# Why does the flag have to have so many stars?????



## Schroedc (Jun 23, 2015)

Had a few inlay kits I hadn't gotten to and what with the 4th of July coming up decided to get these 3 done. 

Fitting all those stinkin' stars was a major pain in the patootie. I don't know that I'd ever do these again unless a customer special ordered them.

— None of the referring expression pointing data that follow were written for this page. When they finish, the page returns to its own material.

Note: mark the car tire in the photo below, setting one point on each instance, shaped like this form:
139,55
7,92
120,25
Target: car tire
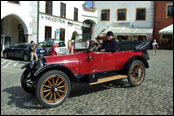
5,55
26,82
53,88
136,73
26,57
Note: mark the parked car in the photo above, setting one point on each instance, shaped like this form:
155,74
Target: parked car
51,78
21,50
47,45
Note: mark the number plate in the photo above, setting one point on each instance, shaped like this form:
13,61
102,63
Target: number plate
42,50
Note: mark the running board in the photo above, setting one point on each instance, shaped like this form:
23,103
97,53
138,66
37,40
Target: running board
111,78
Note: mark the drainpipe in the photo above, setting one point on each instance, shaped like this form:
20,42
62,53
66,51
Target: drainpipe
38,21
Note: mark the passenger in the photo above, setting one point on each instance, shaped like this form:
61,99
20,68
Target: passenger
71,49
155,46
110,45
33,51
55,50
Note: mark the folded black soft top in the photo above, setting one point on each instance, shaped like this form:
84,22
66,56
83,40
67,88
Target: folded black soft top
133,45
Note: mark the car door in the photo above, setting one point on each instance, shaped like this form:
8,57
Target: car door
104,61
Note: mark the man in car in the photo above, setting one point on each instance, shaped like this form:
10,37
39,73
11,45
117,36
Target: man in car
109,45
33,51
55,50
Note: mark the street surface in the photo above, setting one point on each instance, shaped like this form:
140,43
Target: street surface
153,97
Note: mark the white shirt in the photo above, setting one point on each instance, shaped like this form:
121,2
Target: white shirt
57,49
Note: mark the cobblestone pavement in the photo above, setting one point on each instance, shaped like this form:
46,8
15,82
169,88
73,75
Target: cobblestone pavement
153,97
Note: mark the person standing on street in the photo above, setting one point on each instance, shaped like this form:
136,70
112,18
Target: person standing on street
71,49
109,45
155,46
55,50
33,51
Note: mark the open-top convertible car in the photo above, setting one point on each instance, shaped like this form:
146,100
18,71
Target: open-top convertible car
51,77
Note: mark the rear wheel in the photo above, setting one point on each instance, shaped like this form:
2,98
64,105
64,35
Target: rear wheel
136,73
53,88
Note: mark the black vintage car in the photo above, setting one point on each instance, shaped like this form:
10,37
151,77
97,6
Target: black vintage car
21,50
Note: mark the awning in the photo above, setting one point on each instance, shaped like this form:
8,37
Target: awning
167,30
129,31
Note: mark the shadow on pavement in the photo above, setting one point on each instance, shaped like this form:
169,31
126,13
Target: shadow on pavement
84,88
25,100
22,99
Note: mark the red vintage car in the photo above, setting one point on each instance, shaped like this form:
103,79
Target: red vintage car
51,77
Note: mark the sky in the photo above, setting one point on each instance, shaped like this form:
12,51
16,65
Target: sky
89,3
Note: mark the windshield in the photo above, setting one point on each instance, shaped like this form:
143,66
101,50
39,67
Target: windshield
81,43
50,44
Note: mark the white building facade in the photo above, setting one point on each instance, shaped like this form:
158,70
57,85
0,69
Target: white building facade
132,20
18,22
26,21
60,20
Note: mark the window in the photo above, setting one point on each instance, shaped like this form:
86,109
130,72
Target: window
169,10
105,15
16,2
75,14
121,14
48,32
49,7
62,34
140,14
63,10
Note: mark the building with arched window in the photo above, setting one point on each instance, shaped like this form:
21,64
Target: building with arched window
18,22
23,21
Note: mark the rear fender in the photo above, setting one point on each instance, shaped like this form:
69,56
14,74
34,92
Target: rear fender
128,63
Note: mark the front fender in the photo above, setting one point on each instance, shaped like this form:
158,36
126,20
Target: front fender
60,67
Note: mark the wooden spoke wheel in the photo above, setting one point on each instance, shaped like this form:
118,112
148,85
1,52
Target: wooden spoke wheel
53,88
136,73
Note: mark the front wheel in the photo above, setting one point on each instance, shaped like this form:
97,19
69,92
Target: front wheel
53,88
136,73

Reactions: Like 5 | EyeCandy! 1 | Way Cool 3


----------



## Kevin (Jun 23, 2015)

I like the two on the ends.

Reactions: Thank You! 1


----------



## SENC (Jun 23, 2015)

http://bfy.tw/UDc

Nice pens!

Reactions: Funny 7


----------



## Nature Man (Jun 23, 2015)

Very patriotic! Like the middle one the best! Chuck

Reactions: Thank You! 1


----------



## ripjack13 (Jun 23, 2015)

I like all 3. I've been thinking about getting some of those laser kits. I've done the jigsaw puzzle kits and after a couple, they get easy as pie to do....

Nice job on yours...

Reactions: Thank You! 1


----------



## Tony (Jun 23, 2015)

They're all really nice, but the middle one is my favorite! Tony


----------



## Schroedc (Jun 23, 2015)

SENC said:


> http://bfy.tw/UDc
> 
> Nice pens!



Smartass


----------



## SENC (Jun 24, 2015)

Schroedc said:


> Smartass


Moi?


----------



## rdabpenman (Jun 24, 2015)

Nicely done.

Les


----------



## Bean_counter (Jun 25, 2015)

And that's why I sold you a bunch of those inlays. Huge PITA

Reactions: Funny 1


----------